Perkenalan pertama saya dengan gereja bukan melalui katekisasi, bukan pula melalui sekolah teologi. Saya pertama kali datang ke gereja pada saat berusia beberapa bulan. Dengan tubuh montok, saya dibawa orangtua saya untuk dibaptiskan di GKI Cawang dan dilayani oleh alm. Pdt. Suradji.
Kesan itu sangat mendalam bagi saya, khususnya karena sejak kecil beberapa foto baptis saya sering diperlihatkan orangtua saya sambil bercerita, “Waktu itu di gereja ada tiga ibu hamil yang selalu berlatih paduan suara bersama-sama.

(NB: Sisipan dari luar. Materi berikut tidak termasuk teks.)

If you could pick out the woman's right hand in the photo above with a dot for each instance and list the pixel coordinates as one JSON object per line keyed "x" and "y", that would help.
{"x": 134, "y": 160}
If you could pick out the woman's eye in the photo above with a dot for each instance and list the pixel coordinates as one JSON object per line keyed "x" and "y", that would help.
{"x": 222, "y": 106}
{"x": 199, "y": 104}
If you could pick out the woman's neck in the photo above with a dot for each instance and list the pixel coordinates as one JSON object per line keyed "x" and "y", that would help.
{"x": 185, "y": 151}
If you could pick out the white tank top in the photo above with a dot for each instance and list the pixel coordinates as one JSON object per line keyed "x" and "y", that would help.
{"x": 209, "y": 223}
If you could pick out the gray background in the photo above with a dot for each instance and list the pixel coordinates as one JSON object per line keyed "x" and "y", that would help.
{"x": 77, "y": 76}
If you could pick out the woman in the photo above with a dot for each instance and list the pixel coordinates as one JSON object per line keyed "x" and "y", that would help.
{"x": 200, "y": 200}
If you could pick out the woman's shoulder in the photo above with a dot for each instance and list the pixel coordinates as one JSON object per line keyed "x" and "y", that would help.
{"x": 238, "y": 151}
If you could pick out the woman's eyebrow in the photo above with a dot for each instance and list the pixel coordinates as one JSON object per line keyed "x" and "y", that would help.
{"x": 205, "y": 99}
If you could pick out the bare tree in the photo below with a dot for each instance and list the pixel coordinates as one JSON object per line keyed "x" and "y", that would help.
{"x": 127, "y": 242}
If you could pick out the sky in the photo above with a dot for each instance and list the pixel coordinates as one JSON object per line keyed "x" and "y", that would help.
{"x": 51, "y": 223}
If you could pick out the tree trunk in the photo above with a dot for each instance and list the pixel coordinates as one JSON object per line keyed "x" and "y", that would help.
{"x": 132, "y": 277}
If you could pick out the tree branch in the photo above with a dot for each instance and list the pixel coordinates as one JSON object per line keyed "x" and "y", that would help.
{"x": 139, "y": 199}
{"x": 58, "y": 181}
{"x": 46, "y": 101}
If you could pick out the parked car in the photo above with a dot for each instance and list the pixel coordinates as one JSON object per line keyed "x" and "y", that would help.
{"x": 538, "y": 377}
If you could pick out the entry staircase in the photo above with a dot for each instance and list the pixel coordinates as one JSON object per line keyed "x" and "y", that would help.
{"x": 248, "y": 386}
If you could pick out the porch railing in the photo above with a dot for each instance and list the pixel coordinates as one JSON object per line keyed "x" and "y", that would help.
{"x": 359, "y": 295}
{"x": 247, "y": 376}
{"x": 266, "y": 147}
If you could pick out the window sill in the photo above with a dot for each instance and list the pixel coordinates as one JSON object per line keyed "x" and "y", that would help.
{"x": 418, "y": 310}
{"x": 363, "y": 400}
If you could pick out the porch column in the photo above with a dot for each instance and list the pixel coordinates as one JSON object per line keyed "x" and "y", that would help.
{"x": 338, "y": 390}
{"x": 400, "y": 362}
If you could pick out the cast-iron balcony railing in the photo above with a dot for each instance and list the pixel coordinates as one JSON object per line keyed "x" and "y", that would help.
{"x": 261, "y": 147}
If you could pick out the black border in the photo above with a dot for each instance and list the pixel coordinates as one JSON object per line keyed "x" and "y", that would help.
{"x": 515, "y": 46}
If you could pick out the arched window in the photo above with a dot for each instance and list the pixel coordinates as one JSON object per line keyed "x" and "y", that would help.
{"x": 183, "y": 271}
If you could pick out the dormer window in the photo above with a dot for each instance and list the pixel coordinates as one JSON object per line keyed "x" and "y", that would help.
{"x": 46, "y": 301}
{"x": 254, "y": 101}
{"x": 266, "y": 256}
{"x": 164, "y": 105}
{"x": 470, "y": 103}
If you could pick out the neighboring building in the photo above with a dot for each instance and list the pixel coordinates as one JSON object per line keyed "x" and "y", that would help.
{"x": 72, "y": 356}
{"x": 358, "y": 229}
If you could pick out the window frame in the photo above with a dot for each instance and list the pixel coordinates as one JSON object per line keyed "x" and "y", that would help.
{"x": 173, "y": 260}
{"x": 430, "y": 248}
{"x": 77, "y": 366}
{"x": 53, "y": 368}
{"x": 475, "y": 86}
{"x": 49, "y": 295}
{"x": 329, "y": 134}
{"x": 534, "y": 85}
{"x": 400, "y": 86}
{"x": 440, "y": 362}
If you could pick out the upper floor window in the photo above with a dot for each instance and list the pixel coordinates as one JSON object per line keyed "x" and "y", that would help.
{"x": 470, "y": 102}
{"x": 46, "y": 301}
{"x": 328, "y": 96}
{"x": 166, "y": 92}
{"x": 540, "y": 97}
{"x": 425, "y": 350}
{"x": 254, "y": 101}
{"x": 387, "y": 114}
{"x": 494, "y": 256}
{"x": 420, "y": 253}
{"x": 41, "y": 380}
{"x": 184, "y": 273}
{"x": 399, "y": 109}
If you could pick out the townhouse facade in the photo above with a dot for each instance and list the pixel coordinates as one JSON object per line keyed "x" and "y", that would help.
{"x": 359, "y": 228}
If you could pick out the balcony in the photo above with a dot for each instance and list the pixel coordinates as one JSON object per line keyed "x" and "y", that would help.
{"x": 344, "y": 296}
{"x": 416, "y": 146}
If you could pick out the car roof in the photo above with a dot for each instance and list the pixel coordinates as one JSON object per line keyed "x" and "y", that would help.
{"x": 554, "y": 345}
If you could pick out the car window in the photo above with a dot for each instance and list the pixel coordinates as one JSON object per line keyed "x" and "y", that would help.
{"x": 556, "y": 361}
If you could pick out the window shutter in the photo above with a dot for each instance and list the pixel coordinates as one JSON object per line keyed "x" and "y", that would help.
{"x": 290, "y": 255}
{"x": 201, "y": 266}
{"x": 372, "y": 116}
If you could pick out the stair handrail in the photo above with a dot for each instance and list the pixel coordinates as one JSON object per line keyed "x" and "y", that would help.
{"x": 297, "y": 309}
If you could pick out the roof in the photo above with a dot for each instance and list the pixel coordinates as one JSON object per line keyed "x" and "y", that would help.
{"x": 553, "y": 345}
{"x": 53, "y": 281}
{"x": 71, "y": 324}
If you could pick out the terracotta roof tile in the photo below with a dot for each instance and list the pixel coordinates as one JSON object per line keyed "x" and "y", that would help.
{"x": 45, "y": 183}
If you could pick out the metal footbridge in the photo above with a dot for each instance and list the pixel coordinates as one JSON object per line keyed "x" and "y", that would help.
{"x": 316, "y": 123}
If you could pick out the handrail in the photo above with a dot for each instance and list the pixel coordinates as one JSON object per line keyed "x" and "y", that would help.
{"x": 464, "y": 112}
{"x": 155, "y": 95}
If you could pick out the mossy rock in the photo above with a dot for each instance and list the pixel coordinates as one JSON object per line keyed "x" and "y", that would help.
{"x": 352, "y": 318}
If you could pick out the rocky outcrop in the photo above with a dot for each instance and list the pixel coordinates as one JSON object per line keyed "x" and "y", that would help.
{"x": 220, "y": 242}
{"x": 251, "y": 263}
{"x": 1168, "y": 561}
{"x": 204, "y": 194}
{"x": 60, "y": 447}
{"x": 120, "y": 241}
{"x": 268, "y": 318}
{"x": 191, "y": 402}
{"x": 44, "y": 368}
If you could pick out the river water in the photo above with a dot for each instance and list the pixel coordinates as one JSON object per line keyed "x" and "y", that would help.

Lihat, ini fotonya! Lalu kami melahirkan di waktu yang berbeda-beda namun pada saat itu (sambil menunjuk foto baptis saya) kami membaptiskan anak bersama-sama.”
Itulah makna gereja yang pertama kali saya pahami. Gereja adalah tempat di mana orang-orang percaya bersikap aktif dan berinisiatif untuk menyerahkan anak-anak mereka sejak kecil kepada Tuhan. Gereja juga tempat di mana ibu-ibu hamil tetap melayani Tuhan dan di mana tak sesuatupun dapat menghalangi orang untuk beribadah dan melayani Tuhan.
Hal kedua adalah ketika saya mengajari ibu saya bagaimana mengajar di Sekolah Minggu. Seingat saya waktu itu saya berusia 5 tahunan. Ibu saya mengatakan bahwa ia akan ikut melayani sebagai guru Sekolah Minggu, tetapi belum mengenal suasana di tempat itu, kecuali bahwa ada banyak anak yang beribadah kepada Tuhan. Lalu, dengan sikap sok tahu, saya membawa sebuah kantong ke kamar dan mengandaikan ibu saya sebagai murid Sekolah Minggu, “Begini Ma, nanti ada persembahan. Semua anak memberi persembahan dan kantong ini diedarkan kepada mereka,” demikian kira-kira perkataan saya kepada ibu saya.
Bukan itu saja, dengan bangganya saya mengikuti ibu saya dalam persiapan guru Sekolah Minggu. Waktu itu persiapan tidak dilakukan pada hari Minggu atau Sabtu namun pada sore hari dan seingat saya dibagi menjadi dua atau tiga kelompok. Tidak heran, saya jadi sangat tidak suka mendengarkan cerita Alkitab di hari Minggu, saat seorang kakak tidak mampu bercerita dengan baik seperti yang saya dengar di persiapan tersebut.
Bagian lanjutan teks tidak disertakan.